Hydrogen in Diamonds
Helene Bureau  1@  , Imène Estève  1@  , Hicham Khodja  2@  , Geeth Manthilake  3@  , Laurent Remusat  1@  
1 : Institut de Minéralogie, de Physique des Matériaux et de Cosmochimie  (IMPMC)
Sorbonne Universités, UPMC Université Paris 6, CNRS : UMR7590, CNRS
2 : Nanosciences et Innovation pour les Matériaux  (NIMBE)
CEA-DRF-IRAMIS
3 : Laboratoire Magmas et Volcans  (LMV)
Université Clermont Auvergne, CNRS

Thanks to elastic recoil detection analysis (ERDA), the hydrogen content of natural diamonds is known to ranges from <5 ppm to a few tens of ppm wt. (Vangu et al. 2023, DRL 136, 110007) , which makes hydrogen the second impurity in diamonds after nitrogen and before boron. This confirms that natural diamonds grow in CHO fluids under lithospheric conditions, as demonstrated experimentally (e.g. Luth et al., 2022, RIMG, vol 88). This also shows that hydrogen is preserved throughout the history of at least the upper mantle diamonds and can be used to trace their formation conditions.

We combined diamond growth experiments in hydrated fluids at 7GPa, 1200-1400°C in multi-anvil presses with ERDA and nanoSIMS analysis of hydrogen in the resulting diamond growth areas.
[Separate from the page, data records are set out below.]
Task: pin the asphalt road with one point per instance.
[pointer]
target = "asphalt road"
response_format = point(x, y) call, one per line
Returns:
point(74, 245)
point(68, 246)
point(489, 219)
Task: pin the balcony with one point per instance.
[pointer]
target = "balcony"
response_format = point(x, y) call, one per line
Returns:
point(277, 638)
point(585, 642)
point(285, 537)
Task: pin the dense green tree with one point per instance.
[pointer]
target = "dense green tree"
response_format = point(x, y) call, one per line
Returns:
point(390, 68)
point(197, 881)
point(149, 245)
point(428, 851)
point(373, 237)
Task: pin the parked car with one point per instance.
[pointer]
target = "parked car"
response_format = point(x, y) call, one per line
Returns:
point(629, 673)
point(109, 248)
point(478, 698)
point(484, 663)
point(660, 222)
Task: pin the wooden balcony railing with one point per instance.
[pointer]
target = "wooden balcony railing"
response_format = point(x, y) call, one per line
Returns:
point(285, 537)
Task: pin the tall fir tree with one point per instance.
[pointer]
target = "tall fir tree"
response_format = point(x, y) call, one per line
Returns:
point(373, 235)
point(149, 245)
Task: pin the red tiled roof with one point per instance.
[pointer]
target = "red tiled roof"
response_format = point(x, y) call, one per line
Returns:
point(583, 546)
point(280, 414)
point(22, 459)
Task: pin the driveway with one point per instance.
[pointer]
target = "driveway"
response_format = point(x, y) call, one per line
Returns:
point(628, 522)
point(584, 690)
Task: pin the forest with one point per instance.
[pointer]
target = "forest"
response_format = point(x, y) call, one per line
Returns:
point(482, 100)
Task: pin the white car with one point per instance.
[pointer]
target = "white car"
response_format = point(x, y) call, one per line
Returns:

We used the protocol developed in previous studies, which reproduces diamonds similar to those from the upper mantle (Bureau et al., 2024, GCA, 368). The latter required specific preparations using cryogenic methods intended to avoid any loss of hydrogen.

Results show that diamonds grown in supercritical fluid/melts containing up to 30 % of water contain hydrogen in comparable amount than in some natural diamonds. This suggests that the presence of water is necessary for the growth of diamonds in the lithosphere and places new constrains on the deep-water cycle.